A lo largo de su carrera política, y especialmente durante sus ocho años como ministro de Cultura, Medinski se ha presentado a menudo como un portador de una nueva verdad histórica que sobrevalora los éxitos militares soviéticos y promueve en general la excepcionalidad rusa. Su serie de libros “Mitos sobre Rusia” intenta refutar narrativas supuestamente antirrusas, pero ha sido ampliamente criticada por distorsionar la historia.
Juega un papel clave en la formación de la retórica del Kremlin sobre la guerra. También supervisó los nuevos libros de texto de historia, que retratan a Ucrania como un Estado ultranacionalista y describen la invasión como una respuesta justificada a la agresión occidental.
Zelenski también criticó a Medinski en la mencionada entrevista con Axios. “No tenemos tiempo para todas estas tonterías. Tenemos que resolverlo y poner fin a la guerra”, dijo refiriéndose a las charlas históricas de Medinski.
Según fuentes anónimas del servidor Axios, la parte política de las negociaciones, donde se encuentra Medinski, se ha estancado, mientras que la parte militar avanza con éxito. Los rusos se quejan, entre otras cosas, de que el presidente ucraniano no se toma en serio las conversaciones y está construyendo su posición de cara a las próximas elecciones.
Discrepancias entre los propios ucranianos
La revista The Economist ha señalado las tensiones internas. Según sus fuentes diplomáticas, existe desacuerdo incluso entre los miembros de la delegación ucraniana. Un grupo prefiere un acuerdo rápido, mientras que el otro quiere esperar mejores condiciones y confiar en un mayor debilitamiento de la economía rusa.
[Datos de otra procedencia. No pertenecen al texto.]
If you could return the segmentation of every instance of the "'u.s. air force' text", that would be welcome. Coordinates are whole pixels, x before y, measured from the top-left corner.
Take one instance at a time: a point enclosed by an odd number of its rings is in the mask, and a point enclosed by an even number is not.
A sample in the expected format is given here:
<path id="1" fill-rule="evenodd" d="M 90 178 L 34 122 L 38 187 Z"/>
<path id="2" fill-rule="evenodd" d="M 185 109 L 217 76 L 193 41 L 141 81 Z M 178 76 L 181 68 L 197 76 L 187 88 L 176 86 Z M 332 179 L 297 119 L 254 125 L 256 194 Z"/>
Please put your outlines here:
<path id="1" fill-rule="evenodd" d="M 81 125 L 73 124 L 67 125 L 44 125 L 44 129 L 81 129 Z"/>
El primer grupo, liderado, según la revista, por el jefe de la oficina presidencial y exjefe de la inteligencia militar, Kirilo Budanov, quiere aprovechar la “ventana de oportunidad” que podría cerrarse pronto.
¿Quién es Kirilo Budanov:
Esto implicaría aceptar la creación de una zona económica especial en Donbás, de la que ya han hablado los estadounidenses. Los detalles no están claros, pero de hecho, en una parte de la región habría un territorio “de nadie”. Estados Unidos también reconocería en esta situación la ocupación rusa de los territorios ucranianos.
Otros miembros del equipo negociador, aún influenciados por el exjefe de la inteligencia militar, Andriy Yermak, apartado por un escándalo de corrupción, prefieren esperar un momento en que Ucrania esté en una posición más ventajosa.
Según The Economist, ninguno de los dos grupos tiene la fuerza para imponerse al otro y el presidente Zelenski se encuentra en una posición de equilibrio entre ambos.